An excerpt from the book Sabotage! The Secret War Against America by Michael Sayers & Albert E. Kahn

Harper & Brothers - 1942, hard cover


from pages 151 - 153

    By 1939 the Christian Front had assumed the proportions of a subversive army numbering some 200,000 members, many of whom were secretly drilling with rifles and other military equipment. Working closely with the German American Bund, the Christian Mobilizers, Silver Shirts and similar gangs, the Fronters made American cities the scenes of violent anti-Semitic agitation. Armed bands roamed the streets of New York City, indiscriminately insulting and attacking men and women. The same Propagandamarsch (terror parade) technique was practiced in Boston, Philadelphia, Cleveland, Akron and other cities. In these demonstrations, the Nazi campaign of psychological sabotage reached a new peak in the United States.
    On January 13, 1940, the Federal Bureau of investigation arrested 17 members of the Christian Front. According to J. Edgar Hoover, the Fronters planned "to knock off about a dozen Congressmen," to assassinate prominent Americans of Jewish extraction, and to seize Post Offices, the Customs House, and armories in New York City. The FBI uncovered a number of Christian Front arsenals containing bombs, cordite, rifles, ammunition, powder and dynamite, including arms which had been stolen from the arsenals of the National Guard. The arrested Fronters hailed Coughlin as their Leader.
    There followed one of the strangest trials in the history of the American law courts. Although the defendants were proven to have plotted violent acts, although they had been caught redhanded with weapons and explosives in their possession, the followers of Coughlin were acquitted of the charge of conspiring against the United States Government and were set free. (One of them, exposed as a Nazi agent, had committed suicide in his cell.) When the jury was chosen, none of its members was asked whether or not he belonged to the Christian Front or was a follower of Coughlin.
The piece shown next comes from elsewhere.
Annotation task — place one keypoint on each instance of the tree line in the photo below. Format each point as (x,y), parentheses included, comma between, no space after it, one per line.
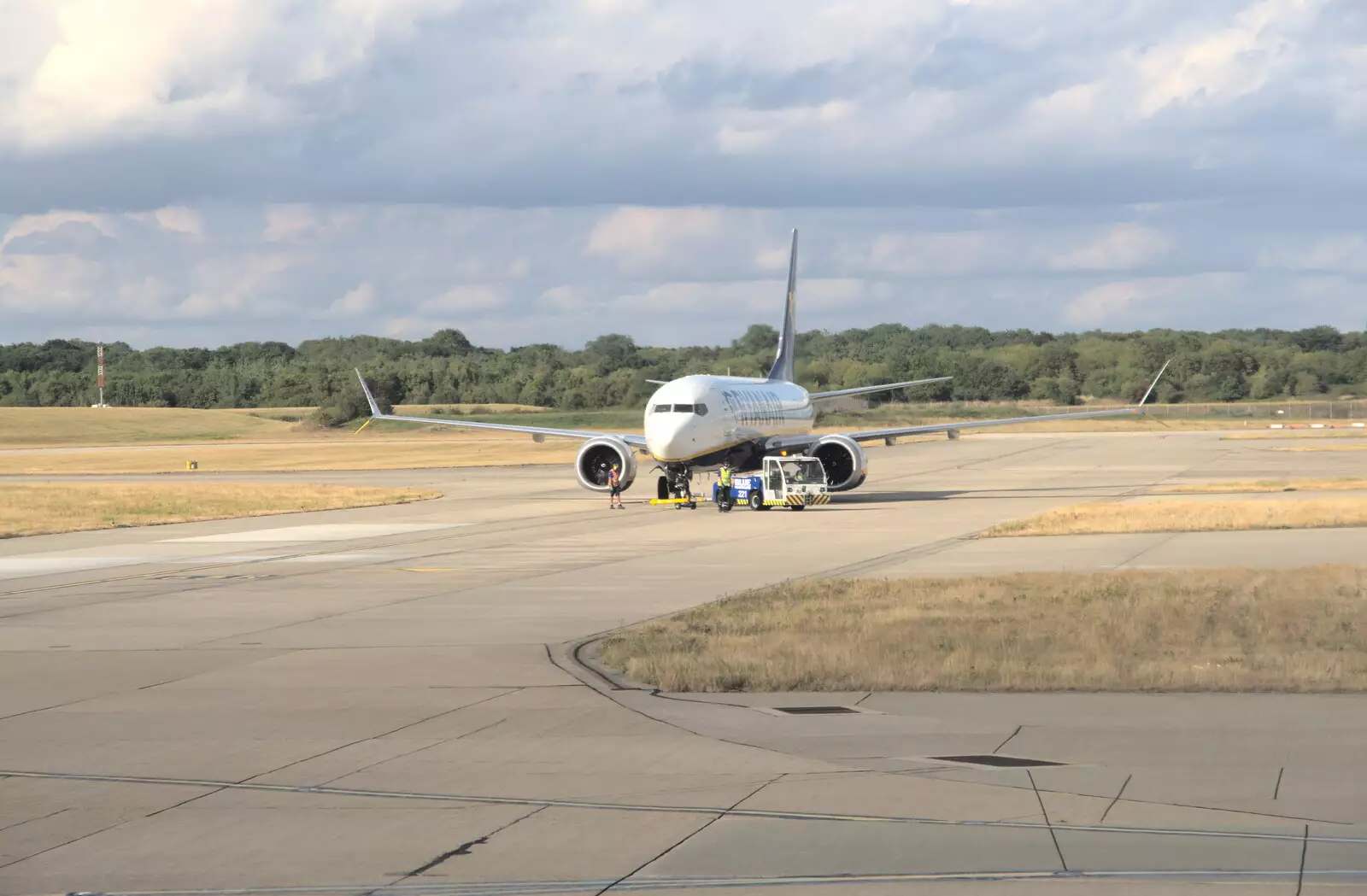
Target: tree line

The foreman of the jury, a Mrs. Titus, turned out to be related to Father Edward F. Brophy, ideological leader of the Eastern division of the Christian Front and author of one of its chief propaganda works, an anti-Semitic tract entitled The Christian Front.
    Although the Christian Front trial ended as a personal triumph for Coughlin, the radio priest was not destined to become the Leader of the "spontaneous American movement." The character of his activities and his extreme anti-Semitism were too obvious. His organization, while still large, failed to grow into a real mass movement.
    The Nazis continued their search for the right Leader.
    "You know who might become the Fuehrer of our great political party?" Hermann Schwarzmann, leader of the Astoria, Long Island unit of the German American Bund had told a Chicago newspaperman in 1937. "Lindbergh! Yes, that is not so far-fetched as you might think. You know he would carry the public with him very easily. The Americans like him.... Yes, there are a lot of things being planned the public knows nothing about as yet."*

*This statement was made in July 1937 to John C. Metcalfe, reporter for the Chicago Daily Times and later a Federal agent.